And the winner is...

Sakal Times
Saturday, 31 August 2019

The DSC prize for South Asian Literature 2019 will be announced at Nepal Literature Festival in Pokhara in December

The DSC Prize for South Asian Literature, which is now in its ninth year, has announced that it would be awarding the DSC Prize 2019 winner at the Nepal Literature Festival in Pokhara on December 16. The felicitation ceremony is planned as the finale event of the Nepal Literature Festival which takes place from December 13-16. True to its South Asian essence, the peripatetic DSC Prize announces its winner at a different South Asian country every year by rotation. 

The 2016 winner was announced at the Galle Literary Festival in Sri Lanka whereas the 2017 prize was awarded at the Dhaka Lit Fest in Bangladesh, and the DSC Prize 2018 was presented at the Tata Steel Kolkata Literary Meet in India. This year, the prize is travelling to Nepal where it will celebrate the shortlisted authors and announce the ninth winner of the DSC Prize.

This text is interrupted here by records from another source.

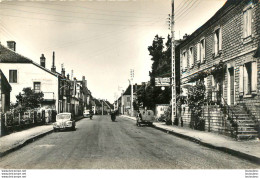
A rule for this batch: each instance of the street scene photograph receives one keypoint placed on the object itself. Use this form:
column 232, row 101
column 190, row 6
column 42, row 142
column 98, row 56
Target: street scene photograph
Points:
column 130, row 85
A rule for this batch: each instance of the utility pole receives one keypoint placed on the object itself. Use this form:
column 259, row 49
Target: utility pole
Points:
column 102, row 107
column 173, row 66
column 132, row 91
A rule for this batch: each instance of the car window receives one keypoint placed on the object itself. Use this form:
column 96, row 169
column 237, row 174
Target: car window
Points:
column 63, row 116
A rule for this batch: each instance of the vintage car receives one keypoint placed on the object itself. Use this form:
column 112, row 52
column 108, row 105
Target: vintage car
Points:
column 145, row 117
column 86, row 113
column 64, row 121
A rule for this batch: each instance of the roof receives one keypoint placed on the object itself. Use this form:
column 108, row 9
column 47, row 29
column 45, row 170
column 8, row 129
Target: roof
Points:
column 5, row 81
column 110, row 105
column 135, row 88
column 97, row 103
column 230, row 4
column 257, row 53
column 10, row 56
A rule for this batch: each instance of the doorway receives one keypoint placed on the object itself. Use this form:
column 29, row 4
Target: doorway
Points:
column 231, row 86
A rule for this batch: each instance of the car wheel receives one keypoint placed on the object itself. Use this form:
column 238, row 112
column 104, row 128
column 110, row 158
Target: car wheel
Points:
column 73, row 128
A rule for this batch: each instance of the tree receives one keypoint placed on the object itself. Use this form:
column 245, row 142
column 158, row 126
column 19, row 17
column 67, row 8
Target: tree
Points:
column 151, row 95
column 196, row 100
column 29, row 99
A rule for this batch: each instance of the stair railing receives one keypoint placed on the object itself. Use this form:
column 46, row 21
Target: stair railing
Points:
column 231, row 115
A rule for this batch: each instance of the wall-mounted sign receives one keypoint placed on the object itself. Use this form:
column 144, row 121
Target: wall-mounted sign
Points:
column 159, row 82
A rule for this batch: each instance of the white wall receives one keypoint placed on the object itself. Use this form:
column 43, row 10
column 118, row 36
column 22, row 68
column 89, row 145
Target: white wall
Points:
column 28, row 73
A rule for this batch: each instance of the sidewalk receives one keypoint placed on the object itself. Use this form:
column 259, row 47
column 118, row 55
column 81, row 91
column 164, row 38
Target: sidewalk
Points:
column 249, row 150
column 19, row 139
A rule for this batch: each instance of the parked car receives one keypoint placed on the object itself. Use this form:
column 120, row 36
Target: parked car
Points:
column 86, row 113
column 145, row 117
column 64, row 121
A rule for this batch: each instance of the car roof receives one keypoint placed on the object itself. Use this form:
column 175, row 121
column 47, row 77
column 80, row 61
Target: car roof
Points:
column 64, row 113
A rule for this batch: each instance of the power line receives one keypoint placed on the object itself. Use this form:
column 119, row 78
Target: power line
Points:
column 192, row 2
column 70, row 16
column 103, row 9
column 62, row 21
column 180, row 18
column 76, row 12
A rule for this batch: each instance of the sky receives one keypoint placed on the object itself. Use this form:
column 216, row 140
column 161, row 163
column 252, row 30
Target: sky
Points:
column 99, row 39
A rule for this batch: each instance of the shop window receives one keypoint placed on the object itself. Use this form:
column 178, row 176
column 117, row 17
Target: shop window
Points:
column 13, row 76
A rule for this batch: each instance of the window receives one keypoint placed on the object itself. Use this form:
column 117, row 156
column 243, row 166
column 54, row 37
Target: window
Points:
column 191, row 57
column 248, row 78
column 13, row 76
column 247, row 26
column 37, row 86
column 201, row 51
column 217, row 46
column 184, row 61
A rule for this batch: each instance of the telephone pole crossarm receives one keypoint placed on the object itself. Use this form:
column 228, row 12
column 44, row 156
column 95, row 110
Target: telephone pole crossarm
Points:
column 173, row 77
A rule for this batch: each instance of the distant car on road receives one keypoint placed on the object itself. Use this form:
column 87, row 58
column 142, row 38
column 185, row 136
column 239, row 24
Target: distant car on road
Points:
column 145, row 117
column 64, row 121
column 86, row 113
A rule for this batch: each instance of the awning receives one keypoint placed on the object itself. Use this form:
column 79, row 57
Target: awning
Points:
column 257, row 53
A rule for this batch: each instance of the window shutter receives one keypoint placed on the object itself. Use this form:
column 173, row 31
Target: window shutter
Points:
column 245, row 24
column 254, row 77
column 246, row 91
column 241, row 80
column 191, row 57
column 214, row 43
column 249, row 21
column 10, row 76
column 198, row 53
column 15, row 76
column 204, row 50
column 220, row 39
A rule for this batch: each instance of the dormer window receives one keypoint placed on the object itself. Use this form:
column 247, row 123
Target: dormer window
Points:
column 191, row 56
column 201, row 51
column 184, row 61
column 247, row 25
column 217, row 46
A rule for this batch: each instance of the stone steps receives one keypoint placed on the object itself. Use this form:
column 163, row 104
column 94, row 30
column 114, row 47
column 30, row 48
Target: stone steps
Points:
column 246, row 125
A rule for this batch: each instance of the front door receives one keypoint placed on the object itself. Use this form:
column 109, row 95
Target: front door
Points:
column 232, row 86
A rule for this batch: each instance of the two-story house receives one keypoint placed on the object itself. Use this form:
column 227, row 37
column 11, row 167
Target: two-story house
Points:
column 223, row 53
column 23, row 72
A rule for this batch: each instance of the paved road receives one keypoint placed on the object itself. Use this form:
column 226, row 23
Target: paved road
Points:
column 100, row 143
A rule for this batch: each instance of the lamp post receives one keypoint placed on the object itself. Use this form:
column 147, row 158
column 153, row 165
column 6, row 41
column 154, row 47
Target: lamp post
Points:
column 173, row 84
column 132, row 90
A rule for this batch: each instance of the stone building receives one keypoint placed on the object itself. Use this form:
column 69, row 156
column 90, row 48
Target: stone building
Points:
column 22, row 72
column 223, row 53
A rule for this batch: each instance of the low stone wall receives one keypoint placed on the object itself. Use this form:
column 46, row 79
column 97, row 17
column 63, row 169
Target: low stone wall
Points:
column 186, row 116
column 215, row 120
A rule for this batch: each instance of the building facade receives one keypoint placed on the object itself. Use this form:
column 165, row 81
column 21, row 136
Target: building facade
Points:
column 222, row 53
column 22, row 72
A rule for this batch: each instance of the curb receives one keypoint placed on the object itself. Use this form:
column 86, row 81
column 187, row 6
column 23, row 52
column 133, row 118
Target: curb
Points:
column 236, row 153
column 30, row 140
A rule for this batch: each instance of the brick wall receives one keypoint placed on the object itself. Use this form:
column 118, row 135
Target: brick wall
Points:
column 235, row 50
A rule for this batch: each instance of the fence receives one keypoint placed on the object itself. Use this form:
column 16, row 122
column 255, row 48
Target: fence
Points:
column 14, row 120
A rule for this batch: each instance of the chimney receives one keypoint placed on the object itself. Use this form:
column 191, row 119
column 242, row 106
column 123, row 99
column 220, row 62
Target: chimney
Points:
column 63, row 72
column 185, row 36
column 42, row 61
column 11, row 45
column 53, row 68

The US $25,000 international literary prize, which is focused on South Asian fiction writing, is unique in the sense that it is open to authors of any ethnicity or nationality as long as the writing is about South Asia and its people. By showcasing and rewarding the best writing about the region, the prize has been successful in its vision to raise the awareness of South Asian literature and culture around the world, and bring the best South Asian writing to a larger world-wide audience. It encourages writing in regional languages and translations, and whenever a translated entry has won the award, the prize money has been equally shared between the author and the translator.

Speaking about the partnership, Surina Narula, co-founder of the DSC Prize for South Asian Literature said, “We are delighted to partner with the Nepal Literature Festival to announce the winner of the DSC Prize for South Asian Literature 2019 in the picturesque city of Pokhara in December. Both the prize and the festival share a common vision to promote and highlight South Asian literature, and there is a rich literary landscape in Nepal which I hope will benefit from this partnership. There is a significant amount of writing emanating from and about the South Asian region that needs to be showcased and presented to a larger global readership. ”

Commenting on the partnership, Ajit Baral, director of the Nepal Literature Festival said, “It is a great honour for us to host the announcement of the winner of the DSC Prize for South Asian Literature, a prestigious literary award that has done much to bring international recognition to South Asian literature over the years. We are excited about the partnership as it syncs well with our aspiration to turn the Nepal Literature Festival into a neutral South Asian forum for writers, artists, public intellectuals and politicians of the region to come together and discuss a cornucopia of issues, including those which might be off-limits in other parts of the region.” 

Past winners of the prize have been H M Naqvi of Pakistan, Shehan Karunatilaka of Sri Lanka, Jeet Thayil and Cyrus Mistry from India, American author of Indian origin Jhumpa Lahiri, Anuradha Roy from India, Anuk Arudpragasam of Sri Lanka, and Jayant Kaikini along with translator Tejaswini Niranjana of India who won the prize last year.